You got most right Except:

2 is the bold/tiger dilemma (disputed - looks like bold in my tank but tiger in others) 
3 is micranthemum umbrosum
5 is an augustifolia (willow leaf)
6 is not from me


----------



## skewlboy

If you give the bonsai stronger light and more iron you will get the yellow back (you are running low iron according to the bonsai and the cuba - higher light and iron will get red tips on both).


----------



## Cavan Allen

The tips of 'tiger' leaves are always rounder than in that photo. That's the easiest way to tell them apart.


----------



## Tex Gal

Thanks so much for all your help. I think, after looking at the pxs. and all my purchase sheets, I think that Cavan is right. Also I was right about #5, found the purchase sheet! 

The only one I'm a little confused on is #3. It definately has the white lines Cavan spoke of, but also looks like the plant Skewlboy mentioned - micranthemum umbrosum. How can I tell which of these it actually is? It's a very delicate little plant, perfect for a nano.

The last px I got from an LFS. It stays small and multiplies by runners, perfect for a foreground Do hygros do that? Cavan when you said another px. how would you like it to be different? Do you want a size reference, more light... what?

Skewlboy, I have been skimping on the iron lately. I will up my dosage.



Cavan Allen said:


> #1 is correct, assuming what we think is _Rotala indica_ really is that. AKA _Ammania_ 'Bonsai'.
> 
> #2 is indeed _Hygrophila sp_. 'bold'. The look of that one can be quite variable depending on conditions, but that's it.
> 
> #3 could be the _Lindernia_. Closeup? A dead giveaway for Lindernias is the three whitish veins at the base of the leaf. Look at the _Lindernia_ entries in the Plant Finder. They are different species of course, but you should still be able to see what I mean.
> 
> #4 correct - _Ludwigia inclinata_ var _verticillata_ 'Cuba'.
> 
> #5 I'm not personally familiar with that one.

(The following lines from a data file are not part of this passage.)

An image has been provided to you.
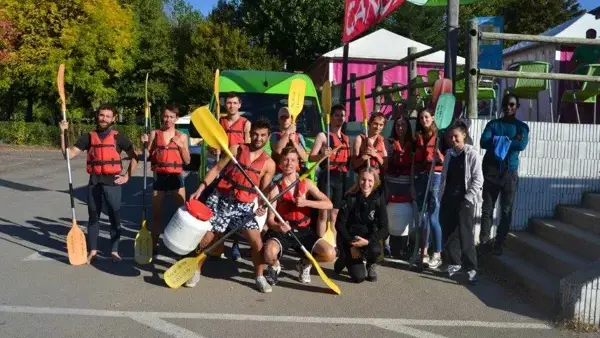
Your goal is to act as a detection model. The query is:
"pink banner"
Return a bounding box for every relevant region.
[343,0,405,44]
[332,61,443,121]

It does look like a _Hygrophila_ though.
> 
> #6 another pic perhaps?


----------



## JDowns

Cavan Allen said:


> #2 is indeed _Hygrophila sp_. 'bold'. The look of that one can be quite variable depending on conditions, but that's it.


It is not Hygro 'Bold'. I had from the same mother plants. That is exactly how it looks under lower lighting or not enough micros. It is Hygro 'Tiger'. Once it gets to a level where lighting is intense with enough micro's the green vein down the center will turn yellow and then red, then the leaf will start to take on a bronzish or purple hue. Then the characteristic Tiger marks will appear.

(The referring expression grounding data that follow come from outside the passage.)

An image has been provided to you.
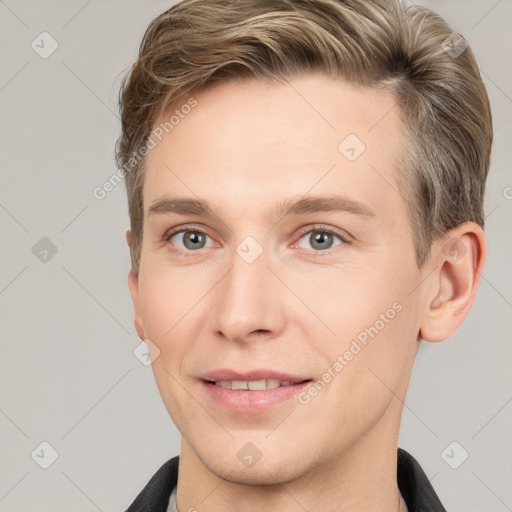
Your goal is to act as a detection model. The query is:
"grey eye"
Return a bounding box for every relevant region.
[170,230,212,251]
[297,231,343,251]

Lower in the tank and not yet enough intensity of lighting. You can see the lower leaves have yet to take on the Tiger marks.

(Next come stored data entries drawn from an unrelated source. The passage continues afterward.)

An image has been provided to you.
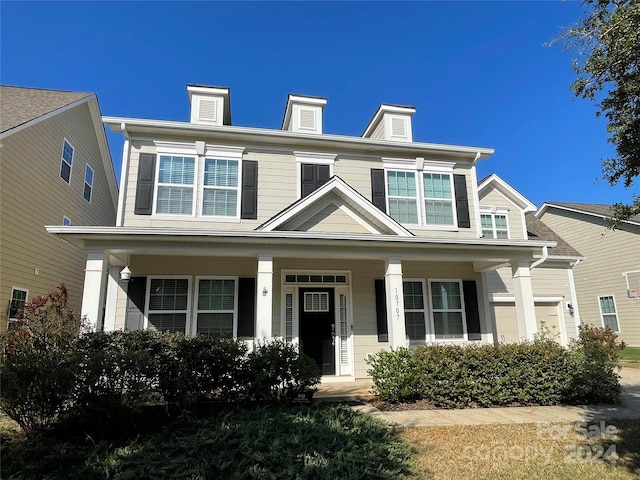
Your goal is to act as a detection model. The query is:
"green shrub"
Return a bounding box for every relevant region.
[247,339,321,402]
[566,323,625,404]
[0,285,81,438]
[366,348,422,403]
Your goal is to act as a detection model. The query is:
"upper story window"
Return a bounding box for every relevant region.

Closer to the waters surface.


----------



## Cavan Allen

Go look at the photos in the Plant Finder. The 'Tiger' in there was grown under high light and micros. It still has the rounded leaf tips. Both can have similar markings but the leaf shape doesn't change.

Also, 'Bold' has what look almost like teeth on the edges of the leaves. That too is a constant.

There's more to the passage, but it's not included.